In summary I see a healthy debate underway between vitamin C users concerning optimum dosage. I think it is important to keep it up. I encourage more Cforyourself readers to write in and explain their vitamin C doses. Do readers regularly take extra vitamin C when they feel a cold coming on? How much? Have any readers been taking more or less vitamin C because of aging? Concerning niacin, I don’t see a debate. If you take niacin, please come to Cforyourself and help me find and organize user information.


At 6:55 AM, Blogger dj1 said...

From the foregoing facts you can see that animal foods tend to be high in cholesterol. Use this information to help you create a diet that will improve your health. Eat lots of low cholesterol food and cut down on saturated fights for a diet that is healthy.How to Maintain a Normal Cholesterol Level

At 2:11 PM, Anonymous Anonymous said... is a website devoted to Niacin. I have been taking Niacin to lower my cholesterol. In addition I take powdered EmergenC 1000 mg. of Vitamin C/ Glucosamine/Condritin along with 1/2 tsp. powdered MSM for my arthritis. This combination has been very helpful in relieving my arthritis pain and symptoms.

At 11:51 PM, Blogger Susan said...

It's not a good idea to cut most extended-release drug tablets as you recommended. Sometimes doing so releases a large dose at one time--(depends on how the extended-release formulation was done)
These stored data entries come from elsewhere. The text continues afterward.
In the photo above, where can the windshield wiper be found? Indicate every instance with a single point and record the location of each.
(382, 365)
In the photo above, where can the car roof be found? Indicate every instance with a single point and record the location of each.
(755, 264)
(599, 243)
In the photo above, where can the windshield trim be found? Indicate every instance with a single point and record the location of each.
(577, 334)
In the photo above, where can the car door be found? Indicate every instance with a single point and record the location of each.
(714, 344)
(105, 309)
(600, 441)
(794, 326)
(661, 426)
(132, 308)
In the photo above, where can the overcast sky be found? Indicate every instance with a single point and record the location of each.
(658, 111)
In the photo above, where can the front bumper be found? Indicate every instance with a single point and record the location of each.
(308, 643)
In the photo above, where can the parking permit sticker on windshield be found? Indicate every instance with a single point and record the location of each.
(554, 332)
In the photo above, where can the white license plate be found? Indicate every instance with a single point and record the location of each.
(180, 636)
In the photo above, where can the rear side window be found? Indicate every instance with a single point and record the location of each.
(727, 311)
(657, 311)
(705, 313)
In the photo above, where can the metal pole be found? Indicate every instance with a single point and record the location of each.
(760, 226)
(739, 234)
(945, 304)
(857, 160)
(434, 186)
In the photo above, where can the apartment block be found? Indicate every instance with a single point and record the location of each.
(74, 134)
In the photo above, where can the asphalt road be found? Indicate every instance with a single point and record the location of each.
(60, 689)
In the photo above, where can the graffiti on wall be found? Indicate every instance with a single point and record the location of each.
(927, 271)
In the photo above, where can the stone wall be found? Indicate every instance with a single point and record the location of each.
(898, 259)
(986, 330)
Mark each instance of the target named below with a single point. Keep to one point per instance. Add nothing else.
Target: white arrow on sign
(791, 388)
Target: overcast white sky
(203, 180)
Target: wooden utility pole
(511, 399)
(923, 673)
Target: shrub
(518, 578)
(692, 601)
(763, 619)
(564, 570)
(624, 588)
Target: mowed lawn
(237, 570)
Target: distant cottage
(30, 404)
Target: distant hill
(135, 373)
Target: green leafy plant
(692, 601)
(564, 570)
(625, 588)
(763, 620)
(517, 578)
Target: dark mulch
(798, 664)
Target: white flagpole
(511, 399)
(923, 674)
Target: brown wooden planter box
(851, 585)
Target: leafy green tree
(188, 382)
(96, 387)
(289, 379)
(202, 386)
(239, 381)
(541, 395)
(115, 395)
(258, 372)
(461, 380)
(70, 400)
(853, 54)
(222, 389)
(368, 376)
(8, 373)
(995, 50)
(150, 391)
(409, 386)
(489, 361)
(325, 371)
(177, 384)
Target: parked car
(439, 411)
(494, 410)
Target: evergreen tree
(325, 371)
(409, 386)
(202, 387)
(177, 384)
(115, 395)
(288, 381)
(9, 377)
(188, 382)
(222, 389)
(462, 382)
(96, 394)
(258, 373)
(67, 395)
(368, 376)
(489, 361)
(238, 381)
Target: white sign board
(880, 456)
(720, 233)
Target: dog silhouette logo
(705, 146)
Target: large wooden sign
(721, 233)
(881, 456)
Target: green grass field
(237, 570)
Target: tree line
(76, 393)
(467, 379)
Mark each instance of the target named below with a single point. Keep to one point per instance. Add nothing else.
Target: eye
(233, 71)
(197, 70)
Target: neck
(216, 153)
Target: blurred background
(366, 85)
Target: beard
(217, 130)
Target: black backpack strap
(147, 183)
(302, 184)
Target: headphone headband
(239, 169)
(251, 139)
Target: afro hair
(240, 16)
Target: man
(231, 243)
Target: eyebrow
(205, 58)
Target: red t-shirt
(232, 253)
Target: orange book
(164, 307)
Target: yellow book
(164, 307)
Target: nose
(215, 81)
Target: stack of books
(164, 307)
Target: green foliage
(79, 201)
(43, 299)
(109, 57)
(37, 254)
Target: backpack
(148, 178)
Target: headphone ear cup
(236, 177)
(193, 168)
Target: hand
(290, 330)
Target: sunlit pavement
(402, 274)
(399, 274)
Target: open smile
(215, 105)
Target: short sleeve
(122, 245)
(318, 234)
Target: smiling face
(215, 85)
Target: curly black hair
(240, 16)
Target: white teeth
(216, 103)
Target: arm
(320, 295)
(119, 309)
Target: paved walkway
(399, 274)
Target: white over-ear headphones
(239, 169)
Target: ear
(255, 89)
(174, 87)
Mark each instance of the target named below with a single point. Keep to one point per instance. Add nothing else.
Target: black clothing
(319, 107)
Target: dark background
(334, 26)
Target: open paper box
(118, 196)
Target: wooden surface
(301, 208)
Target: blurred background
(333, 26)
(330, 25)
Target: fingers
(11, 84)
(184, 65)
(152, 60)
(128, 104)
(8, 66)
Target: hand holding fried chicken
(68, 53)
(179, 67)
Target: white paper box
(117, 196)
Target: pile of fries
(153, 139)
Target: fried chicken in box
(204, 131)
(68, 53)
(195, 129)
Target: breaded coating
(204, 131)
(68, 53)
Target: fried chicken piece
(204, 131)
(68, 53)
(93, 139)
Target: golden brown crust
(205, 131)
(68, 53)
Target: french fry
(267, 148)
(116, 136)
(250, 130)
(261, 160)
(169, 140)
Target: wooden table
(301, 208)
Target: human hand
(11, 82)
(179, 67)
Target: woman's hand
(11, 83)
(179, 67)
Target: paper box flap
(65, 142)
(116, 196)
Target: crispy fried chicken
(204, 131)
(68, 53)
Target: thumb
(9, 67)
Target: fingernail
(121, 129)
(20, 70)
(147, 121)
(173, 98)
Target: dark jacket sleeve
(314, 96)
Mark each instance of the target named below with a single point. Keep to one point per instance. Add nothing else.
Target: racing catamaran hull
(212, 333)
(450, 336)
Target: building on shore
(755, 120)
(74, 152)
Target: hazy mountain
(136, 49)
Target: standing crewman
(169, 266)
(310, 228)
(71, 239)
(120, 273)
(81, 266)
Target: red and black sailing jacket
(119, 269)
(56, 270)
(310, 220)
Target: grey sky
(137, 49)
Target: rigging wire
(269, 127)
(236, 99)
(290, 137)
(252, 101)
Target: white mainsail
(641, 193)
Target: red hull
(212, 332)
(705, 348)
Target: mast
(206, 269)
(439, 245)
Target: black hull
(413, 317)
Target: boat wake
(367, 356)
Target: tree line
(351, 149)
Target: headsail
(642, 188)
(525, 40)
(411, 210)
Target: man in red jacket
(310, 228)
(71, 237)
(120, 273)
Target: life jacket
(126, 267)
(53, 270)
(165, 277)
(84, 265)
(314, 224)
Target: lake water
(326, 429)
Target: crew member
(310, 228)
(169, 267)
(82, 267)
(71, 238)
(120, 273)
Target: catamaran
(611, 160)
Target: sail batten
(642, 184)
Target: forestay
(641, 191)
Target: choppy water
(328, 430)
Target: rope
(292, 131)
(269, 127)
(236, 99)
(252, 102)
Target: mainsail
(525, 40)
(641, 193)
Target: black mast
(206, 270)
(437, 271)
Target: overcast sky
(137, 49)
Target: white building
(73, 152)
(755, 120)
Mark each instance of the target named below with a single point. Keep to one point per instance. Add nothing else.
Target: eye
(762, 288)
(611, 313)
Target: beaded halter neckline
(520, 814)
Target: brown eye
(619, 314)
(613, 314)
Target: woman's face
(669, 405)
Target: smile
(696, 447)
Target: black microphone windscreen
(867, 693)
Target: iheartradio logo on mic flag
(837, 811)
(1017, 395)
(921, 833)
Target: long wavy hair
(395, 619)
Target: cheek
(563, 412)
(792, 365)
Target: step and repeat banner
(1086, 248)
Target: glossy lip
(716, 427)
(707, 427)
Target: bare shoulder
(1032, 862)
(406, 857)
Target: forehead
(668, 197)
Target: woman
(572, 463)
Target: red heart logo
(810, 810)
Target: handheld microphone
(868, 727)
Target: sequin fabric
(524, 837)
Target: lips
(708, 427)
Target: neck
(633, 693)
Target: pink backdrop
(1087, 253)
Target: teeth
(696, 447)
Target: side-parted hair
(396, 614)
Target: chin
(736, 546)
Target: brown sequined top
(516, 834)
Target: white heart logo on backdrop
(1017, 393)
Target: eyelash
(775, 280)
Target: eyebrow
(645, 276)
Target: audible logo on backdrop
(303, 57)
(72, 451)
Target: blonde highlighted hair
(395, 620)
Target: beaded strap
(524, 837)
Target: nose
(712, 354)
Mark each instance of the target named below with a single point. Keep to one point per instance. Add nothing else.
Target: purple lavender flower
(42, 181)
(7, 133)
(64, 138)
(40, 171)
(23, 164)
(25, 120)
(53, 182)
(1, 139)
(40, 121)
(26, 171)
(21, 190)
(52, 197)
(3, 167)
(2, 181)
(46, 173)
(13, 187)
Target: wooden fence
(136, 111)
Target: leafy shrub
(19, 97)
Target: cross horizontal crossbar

At 8:55 PM, Blogger Dan said...

I'll 'second' the site for good articles about Niacin. Very helpful.

At 9:11 PM, Anonymous Anonymous said...

I take 2 capsules of 500mg each of the 'flush-free' Niacin daily with no side effects. I used to use the regular (flush) Niacin and had to start at .25 mg 3 times a day for a wk and then increase side effects except a huge flush, which was very inconvenient for me at certain times, showering, going out to dinner, church, etc. That is why I switched to the 'flush-free' Niacin. I take it to lower my cholesterol and also for my restless legs, which I've endured for years and didnt know what it was. I will see the results of taking Niacin at this dosage when I return in 6 mths to doctors. My restless legs are much better and most nights I don't have any trouble with them at all, but on ocassion they will make me feel like moving for a while in the early hrs of the morning..this is happening less and less. Thank God for Niacin..In all other areas I am healthy and fine.